4 tablespoons extra-virgin olive oil

2 tsp sumac

1 tsp ground cumin


  • Heat a saucepan and toast the quinoa for 2-3 minutes, stirring to ensure it colours evenly. Add the stock or water. Bring to the boil. Simmer for 20 minutes or until al dente. Tip into a sieve and set aside.
  • Squeeze the grated squash in a tea towel to extract as much moisture as you can.
  • Pour a 3cm depth of vegetable oil into a large, deep pan and heat until it starts to shimmer. Add the squash to the oil and cook for 4-5 minutes over a medium heat, moving it constantly to ensure it colours evenly. Lift out with a draining spoon and shake the excess oil then put the squash onto kitchen paper. You may have to cook the squash in batches. Sprinkle with cumin and set aside.
  • To make the dressing, whisk the ingredients together, season to taste and then set aside.
  • Tip the quinoa into a serving bowl and toss through the spring onions, tomatoes, and spice blend. Add the dressing and stir well. Mix in the herbs and top with the fried squash just before serving.

 Layered Christmas curd and Christmas spice biscuits

Christmas dessert

This is basically a free style recipe which I ‘borrowed’ from my mum. It’s perfect for when you want something sweet at the end of a meal, but you want it to be light. It’s also great if you have spent hours in the kitchen preparing the main course and you just can’t face a full on complex dessert. You can change the flavours of the curd to suit your taste. You can also substitute the crème fraiche for yoghurt or sour cream.
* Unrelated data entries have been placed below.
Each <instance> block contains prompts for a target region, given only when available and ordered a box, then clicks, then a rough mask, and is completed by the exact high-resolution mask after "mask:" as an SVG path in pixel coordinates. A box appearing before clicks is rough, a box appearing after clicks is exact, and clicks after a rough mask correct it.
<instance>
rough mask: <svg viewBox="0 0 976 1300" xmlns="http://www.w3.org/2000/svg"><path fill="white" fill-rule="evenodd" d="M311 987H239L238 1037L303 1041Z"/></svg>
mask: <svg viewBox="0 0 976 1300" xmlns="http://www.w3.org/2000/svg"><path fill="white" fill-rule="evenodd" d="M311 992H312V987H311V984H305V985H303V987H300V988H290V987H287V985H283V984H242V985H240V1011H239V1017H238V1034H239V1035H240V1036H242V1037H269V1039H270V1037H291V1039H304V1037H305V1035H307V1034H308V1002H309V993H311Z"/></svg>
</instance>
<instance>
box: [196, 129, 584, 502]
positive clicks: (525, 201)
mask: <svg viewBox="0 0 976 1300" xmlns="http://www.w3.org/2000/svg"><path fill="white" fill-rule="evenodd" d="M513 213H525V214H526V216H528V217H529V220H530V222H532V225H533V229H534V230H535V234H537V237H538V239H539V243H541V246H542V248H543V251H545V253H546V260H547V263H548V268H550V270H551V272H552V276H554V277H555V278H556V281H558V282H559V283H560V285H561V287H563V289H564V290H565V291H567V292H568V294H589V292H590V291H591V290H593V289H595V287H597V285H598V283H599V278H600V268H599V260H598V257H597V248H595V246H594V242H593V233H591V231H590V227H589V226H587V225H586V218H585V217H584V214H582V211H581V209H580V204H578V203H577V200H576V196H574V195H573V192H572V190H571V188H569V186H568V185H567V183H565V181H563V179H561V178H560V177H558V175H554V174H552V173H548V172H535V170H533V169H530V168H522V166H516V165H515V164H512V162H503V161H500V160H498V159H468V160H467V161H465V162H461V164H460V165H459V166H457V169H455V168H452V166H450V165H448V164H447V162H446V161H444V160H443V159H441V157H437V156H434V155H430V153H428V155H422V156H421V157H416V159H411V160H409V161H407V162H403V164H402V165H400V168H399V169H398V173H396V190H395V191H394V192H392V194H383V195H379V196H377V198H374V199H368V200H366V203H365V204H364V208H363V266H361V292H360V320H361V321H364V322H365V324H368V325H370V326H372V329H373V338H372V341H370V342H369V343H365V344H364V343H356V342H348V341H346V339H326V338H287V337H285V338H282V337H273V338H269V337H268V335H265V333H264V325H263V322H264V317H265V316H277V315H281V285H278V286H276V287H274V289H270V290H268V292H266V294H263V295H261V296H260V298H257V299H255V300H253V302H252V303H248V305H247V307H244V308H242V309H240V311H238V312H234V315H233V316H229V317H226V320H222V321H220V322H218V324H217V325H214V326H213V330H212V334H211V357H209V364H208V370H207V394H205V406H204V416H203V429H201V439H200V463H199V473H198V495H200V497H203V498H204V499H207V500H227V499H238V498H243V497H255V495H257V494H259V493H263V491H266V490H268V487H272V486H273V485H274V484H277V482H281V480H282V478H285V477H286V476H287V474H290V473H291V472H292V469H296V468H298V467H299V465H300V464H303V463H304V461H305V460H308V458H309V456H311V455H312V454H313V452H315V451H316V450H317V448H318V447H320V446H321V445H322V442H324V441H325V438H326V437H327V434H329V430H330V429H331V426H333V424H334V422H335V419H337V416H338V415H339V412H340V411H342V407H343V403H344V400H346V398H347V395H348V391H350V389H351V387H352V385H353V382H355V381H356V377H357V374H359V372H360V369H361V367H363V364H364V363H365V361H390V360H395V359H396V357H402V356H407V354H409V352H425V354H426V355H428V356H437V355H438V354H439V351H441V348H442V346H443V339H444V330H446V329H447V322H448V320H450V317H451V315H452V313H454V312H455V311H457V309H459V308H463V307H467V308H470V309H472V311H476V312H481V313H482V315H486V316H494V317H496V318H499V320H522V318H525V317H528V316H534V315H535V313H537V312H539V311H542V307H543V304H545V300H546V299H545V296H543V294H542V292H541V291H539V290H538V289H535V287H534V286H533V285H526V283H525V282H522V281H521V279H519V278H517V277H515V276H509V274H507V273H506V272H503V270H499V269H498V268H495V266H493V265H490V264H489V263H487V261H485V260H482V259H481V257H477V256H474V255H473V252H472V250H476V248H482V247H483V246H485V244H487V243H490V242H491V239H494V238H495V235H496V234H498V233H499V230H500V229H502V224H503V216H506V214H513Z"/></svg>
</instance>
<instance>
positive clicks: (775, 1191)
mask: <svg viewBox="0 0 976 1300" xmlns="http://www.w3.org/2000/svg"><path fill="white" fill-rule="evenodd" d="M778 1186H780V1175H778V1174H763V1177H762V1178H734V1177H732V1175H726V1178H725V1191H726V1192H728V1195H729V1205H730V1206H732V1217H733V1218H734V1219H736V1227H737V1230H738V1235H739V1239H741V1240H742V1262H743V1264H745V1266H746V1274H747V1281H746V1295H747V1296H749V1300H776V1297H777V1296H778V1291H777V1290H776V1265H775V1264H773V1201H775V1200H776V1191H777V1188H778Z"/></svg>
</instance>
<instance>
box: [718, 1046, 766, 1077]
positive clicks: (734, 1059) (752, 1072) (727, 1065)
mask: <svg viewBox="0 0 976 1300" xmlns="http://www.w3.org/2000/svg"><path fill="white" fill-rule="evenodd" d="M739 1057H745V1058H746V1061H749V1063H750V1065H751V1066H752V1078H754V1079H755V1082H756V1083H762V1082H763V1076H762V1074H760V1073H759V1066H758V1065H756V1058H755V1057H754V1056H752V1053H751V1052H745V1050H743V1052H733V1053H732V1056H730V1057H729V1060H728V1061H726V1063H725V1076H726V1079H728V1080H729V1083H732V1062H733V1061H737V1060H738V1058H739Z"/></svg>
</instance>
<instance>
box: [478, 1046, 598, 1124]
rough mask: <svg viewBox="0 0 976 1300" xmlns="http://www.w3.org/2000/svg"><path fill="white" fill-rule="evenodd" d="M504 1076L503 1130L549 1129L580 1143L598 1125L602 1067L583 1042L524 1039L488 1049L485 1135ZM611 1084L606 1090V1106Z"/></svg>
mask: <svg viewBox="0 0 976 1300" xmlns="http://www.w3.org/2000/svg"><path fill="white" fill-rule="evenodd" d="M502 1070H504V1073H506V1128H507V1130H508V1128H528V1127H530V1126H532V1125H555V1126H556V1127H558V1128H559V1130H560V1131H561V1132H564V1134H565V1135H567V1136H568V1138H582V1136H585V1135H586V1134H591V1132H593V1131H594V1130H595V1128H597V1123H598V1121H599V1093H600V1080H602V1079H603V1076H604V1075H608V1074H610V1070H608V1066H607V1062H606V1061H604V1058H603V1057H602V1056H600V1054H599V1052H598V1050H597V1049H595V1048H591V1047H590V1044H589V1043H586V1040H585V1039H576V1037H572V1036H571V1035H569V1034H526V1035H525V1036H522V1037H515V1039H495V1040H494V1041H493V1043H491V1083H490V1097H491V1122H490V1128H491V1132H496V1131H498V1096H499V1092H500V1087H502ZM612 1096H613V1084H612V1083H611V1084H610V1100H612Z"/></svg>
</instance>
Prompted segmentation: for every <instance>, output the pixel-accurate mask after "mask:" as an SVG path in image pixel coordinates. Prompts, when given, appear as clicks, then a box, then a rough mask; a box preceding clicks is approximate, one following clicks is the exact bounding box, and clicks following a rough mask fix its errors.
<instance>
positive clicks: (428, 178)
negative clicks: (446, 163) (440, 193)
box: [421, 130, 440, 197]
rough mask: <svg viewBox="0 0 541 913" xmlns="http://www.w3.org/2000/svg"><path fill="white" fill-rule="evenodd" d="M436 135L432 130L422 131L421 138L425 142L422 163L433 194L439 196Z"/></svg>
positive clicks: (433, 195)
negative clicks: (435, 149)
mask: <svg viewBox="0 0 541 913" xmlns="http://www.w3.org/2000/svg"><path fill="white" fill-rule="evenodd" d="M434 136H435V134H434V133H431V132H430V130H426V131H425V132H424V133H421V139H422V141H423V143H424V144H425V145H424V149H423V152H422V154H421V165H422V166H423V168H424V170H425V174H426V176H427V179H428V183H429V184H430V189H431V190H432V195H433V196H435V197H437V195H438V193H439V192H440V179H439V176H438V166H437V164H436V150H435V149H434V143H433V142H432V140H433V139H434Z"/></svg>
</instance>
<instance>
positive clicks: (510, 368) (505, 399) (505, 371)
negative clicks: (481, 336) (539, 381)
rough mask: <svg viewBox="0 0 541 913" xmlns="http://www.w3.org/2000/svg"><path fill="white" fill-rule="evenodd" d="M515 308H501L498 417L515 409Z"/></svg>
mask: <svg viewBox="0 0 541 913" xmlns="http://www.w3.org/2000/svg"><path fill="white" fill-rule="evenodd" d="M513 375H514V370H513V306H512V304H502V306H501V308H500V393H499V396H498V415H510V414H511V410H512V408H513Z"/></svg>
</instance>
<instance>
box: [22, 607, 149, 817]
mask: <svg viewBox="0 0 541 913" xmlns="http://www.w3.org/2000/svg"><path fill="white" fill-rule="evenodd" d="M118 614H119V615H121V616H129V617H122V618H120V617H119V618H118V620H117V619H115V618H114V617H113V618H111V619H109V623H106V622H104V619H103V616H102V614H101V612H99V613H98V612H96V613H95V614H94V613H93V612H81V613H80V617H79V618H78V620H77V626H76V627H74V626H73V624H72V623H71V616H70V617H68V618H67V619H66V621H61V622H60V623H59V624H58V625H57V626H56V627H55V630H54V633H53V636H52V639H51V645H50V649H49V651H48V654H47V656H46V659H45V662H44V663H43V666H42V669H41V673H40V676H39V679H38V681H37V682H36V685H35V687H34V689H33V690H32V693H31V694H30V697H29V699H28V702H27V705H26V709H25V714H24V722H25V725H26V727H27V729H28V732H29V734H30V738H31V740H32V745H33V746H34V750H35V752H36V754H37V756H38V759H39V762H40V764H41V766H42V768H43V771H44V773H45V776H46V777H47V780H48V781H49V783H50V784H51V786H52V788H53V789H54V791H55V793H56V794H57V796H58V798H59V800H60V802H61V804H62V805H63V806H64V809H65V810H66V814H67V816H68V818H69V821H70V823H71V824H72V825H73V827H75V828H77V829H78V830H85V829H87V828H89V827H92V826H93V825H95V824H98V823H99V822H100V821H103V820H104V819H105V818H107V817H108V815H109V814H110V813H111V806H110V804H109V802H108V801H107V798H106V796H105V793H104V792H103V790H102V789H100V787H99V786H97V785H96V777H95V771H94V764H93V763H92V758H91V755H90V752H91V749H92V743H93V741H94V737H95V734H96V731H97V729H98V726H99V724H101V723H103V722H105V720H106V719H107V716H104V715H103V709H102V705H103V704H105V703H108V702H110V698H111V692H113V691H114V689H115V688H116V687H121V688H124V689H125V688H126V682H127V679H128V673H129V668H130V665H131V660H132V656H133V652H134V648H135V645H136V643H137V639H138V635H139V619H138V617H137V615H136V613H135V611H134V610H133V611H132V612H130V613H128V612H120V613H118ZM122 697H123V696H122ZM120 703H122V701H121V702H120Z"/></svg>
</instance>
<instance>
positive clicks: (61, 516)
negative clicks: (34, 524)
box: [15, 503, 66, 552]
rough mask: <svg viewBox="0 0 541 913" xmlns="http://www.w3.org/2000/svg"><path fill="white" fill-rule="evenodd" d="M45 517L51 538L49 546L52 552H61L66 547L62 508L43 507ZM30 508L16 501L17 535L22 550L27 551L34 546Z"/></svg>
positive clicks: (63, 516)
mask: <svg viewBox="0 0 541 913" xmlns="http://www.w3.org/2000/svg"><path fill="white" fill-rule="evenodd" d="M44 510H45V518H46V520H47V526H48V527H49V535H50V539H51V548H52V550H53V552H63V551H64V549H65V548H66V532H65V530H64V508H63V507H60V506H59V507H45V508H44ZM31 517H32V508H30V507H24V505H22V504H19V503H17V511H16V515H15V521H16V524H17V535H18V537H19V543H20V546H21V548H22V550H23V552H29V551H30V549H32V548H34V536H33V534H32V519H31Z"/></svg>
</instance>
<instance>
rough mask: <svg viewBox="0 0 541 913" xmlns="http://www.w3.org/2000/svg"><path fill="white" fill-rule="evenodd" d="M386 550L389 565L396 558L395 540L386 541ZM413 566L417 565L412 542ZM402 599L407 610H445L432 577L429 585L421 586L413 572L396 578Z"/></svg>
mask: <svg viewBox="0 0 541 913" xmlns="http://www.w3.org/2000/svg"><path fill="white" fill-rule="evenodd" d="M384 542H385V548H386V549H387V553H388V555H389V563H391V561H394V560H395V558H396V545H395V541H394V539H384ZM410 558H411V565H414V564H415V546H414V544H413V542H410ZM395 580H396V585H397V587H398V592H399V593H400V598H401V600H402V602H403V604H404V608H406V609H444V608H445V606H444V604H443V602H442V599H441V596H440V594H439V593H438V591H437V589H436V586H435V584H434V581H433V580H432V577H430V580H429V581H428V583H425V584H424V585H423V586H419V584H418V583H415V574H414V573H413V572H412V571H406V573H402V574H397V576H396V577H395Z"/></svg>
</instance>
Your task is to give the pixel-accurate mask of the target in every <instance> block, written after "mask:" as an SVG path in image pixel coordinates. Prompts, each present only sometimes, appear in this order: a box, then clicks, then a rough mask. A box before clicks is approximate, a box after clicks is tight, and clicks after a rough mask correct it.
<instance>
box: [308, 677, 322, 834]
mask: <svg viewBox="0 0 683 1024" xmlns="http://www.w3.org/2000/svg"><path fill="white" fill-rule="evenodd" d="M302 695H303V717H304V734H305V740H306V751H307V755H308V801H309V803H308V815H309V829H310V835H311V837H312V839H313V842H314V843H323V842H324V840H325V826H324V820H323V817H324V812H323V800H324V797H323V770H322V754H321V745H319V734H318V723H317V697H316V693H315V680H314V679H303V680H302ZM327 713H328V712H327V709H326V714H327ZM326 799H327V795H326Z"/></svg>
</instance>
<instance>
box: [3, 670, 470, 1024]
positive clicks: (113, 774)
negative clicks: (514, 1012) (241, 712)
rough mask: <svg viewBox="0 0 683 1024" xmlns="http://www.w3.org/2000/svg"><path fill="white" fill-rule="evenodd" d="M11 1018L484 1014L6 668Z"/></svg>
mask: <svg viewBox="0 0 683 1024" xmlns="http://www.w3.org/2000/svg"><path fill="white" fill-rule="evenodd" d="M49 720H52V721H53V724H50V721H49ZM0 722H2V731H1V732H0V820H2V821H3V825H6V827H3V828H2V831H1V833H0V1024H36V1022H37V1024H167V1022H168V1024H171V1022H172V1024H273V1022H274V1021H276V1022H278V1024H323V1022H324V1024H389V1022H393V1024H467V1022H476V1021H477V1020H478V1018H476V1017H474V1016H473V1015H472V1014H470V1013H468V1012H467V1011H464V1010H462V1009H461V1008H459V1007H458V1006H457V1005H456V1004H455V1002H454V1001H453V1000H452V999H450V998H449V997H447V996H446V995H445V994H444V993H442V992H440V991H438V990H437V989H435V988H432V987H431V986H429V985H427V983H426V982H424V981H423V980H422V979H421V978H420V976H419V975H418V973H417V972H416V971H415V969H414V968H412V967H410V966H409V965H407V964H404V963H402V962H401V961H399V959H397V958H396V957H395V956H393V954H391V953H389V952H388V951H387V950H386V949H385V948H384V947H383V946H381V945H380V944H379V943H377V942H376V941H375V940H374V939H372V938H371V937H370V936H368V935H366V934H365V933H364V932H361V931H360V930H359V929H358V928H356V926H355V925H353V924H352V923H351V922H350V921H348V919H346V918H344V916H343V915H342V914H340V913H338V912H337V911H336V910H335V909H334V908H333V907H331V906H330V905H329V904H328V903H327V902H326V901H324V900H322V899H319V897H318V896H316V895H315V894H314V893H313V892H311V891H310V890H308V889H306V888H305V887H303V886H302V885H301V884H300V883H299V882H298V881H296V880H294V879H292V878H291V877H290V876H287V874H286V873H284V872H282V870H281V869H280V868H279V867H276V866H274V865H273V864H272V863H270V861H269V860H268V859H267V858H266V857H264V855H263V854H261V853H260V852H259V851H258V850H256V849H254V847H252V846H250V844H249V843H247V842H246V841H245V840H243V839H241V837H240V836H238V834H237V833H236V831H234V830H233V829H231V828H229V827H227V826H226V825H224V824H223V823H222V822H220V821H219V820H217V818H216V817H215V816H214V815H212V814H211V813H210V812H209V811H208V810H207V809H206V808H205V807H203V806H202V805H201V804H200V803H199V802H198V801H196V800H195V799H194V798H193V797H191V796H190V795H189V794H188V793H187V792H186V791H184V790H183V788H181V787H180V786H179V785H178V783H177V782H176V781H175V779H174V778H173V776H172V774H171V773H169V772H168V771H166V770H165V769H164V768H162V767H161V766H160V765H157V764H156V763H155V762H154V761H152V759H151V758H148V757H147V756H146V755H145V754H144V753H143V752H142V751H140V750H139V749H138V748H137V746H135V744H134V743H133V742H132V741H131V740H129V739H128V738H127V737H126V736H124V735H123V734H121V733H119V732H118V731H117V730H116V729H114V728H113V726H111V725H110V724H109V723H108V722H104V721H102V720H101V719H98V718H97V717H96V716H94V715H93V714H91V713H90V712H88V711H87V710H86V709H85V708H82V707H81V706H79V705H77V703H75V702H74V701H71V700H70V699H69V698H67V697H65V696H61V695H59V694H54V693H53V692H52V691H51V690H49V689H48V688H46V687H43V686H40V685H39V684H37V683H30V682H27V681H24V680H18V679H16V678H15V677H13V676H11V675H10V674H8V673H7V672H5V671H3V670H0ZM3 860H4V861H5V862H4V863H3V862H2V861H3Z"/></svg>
For the biscuit layer, amoretti, ginger snaps, digestives can all be used. For this dessert, I used Fortnum and Mason’s Christmas spice range which included both the curd and biscuits. I served mine in a sherry tumbler, but a shot glass or wine glass would also look good.


4 teaspoons Christmas curd

3 x Christmas spice biscuits

4 tablespoons half fat crème fraiche

Gold edible stars


  • Mix the curd and the crème fraiche. Taste to see if you are happy with the level of creaminess and flavour, adjust accordingly.
  • Put the biscuits in a bag and smash with a rolling pin to form crumbs.
  • In your serving glass, put in a teaspoon of the crumbs, then a teaspoon of the curd mixture. Repeat until the glass is full.
  • I finished with a layer of the curd and sprinkled some golden edible stars on the top.